Betta iaspis

Scientific classification
- Kingdom: Animalia
- Phylum: Chordata
- Class: Actinopterygii
- Order: Anabantiformes
- Family: Osphronemidae
- Genus: Betta
- Species: B. iaspis
- Binomial name: Betta iaspis Jiali, Wen, Haryono, Wentian & Wanchang, 2025

= Betta iaspis =

- Genus: Betta
- Species: iaspis
- Authority: Jiali, Wen, Haryono, Wentian & Wanchang, 2025

New betta species from Indonesia

Betta iaspis is a betta species native to Sumatra Island, Indonesia. The species name, iaspis, is derived from the Greek word for the gemstone jasper, referring to this combination of iridescent blue/green and reddish fins. It has a rounded head and slender body. Betta iaspis is only found in forest peat swamp, which is usually adjacent to oil palm plantations.

== Morphology and description ==
Betta iaspis, a member of the Betta coccina complex, is a small, slender species with type specimens measuring 17.7–23.9 mm SL. Males have a dark blackish body, a reddish-brown head, and a dark brown dorsum. The dorsal and caudal fins are plain red with a bright bluish margin, while the anal fin is blackish with reddish posterior patches. Males also have a lanceolate caudal fin and elongated posterior anal-fin rays, whereas females have a rounded caudal fin.
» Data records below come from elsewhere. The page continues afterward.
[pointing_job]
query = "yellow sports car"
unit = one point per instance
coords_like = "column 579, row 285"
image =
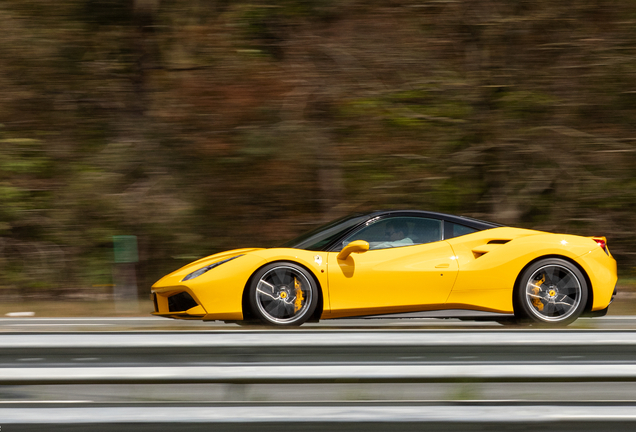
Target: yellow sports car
column 397, row 262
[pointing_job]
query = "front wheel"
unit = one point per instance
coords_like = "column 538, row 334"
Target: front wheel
column 283, row 294
column 551, row 291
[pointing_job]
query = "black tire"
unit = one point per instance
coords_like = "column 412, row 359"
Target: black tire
column 283, row 294
column 551, row 291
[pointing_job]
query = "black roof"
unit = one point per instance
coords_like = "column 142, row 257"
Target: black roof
column 329, row 236
column 462, row 220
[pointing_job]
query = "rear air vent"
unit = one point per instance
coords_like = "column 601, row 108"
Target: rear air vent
column 181, row 302
column 488, row 247
column 498, row 241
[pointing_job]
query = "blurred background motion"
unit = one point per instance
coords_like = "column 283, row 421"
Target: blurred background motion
column 203, row 125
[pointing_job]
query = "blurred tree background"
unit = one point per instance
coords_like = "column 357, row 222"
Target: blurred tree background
column 205, row 125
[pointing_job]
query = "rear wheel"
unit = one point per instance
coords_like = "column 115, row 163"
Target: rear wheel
column 283, row 294
column 551, row 291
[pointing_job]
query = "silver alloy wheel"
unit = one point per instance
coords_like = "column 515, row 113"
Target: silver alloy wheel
column 283, row 295
column 553, row 293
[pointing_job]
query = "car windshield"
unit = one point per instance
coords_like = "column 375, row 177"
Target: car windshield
column 321, row 237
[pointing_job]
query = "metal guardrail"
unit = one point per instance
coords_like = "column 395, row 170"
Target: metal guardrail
column 301, row 357
column 373, row 417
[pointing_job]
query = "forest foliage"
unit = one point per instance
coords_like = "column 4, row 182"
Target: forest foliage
column 206, row 125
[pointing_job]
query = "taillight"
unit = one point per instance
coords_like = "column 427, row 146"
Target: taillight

The species is distinguished by its short dorsal-fin base, 8–10 dorsal-fin rays, and 5–6 subdorsal scales.

== Habitat and distribution ==
Betta iaspis is currently known only from a forest peat swamp in Jambi, Sumatra Island, Indonesia. The fish inhabits a small peat swamp area that is vulnerable to drying up during the dry season. The habitat usually having an acidic pH of 5.0 and a temperature of 29.8∘C. When the swamp partly dries up, the fish hide in the moist mud beneath dead leaves on the ground. They return to the water's surface when the habitat is re-flooded during the rainy season.

== Diet ==
The specific diet of Betta iaspis has not been documented, but like all species in the genus Betta, it is a carnivore that feeds primarily on small aquatic invertebrates and terrestrial insects.

== Reproduction and development ==
Betta iaspis reproduces during the rainy season when the peat swamp habitat is fully replenished with water. The species exhibits sexual dimorphism. Females in breeding condition were noted in the field, sometimes showing dark stripes on the body. The filamentous posterior rays of the male's anal fin often become elongated, sometimes reaching half the length of the caudal fin in mature individuals.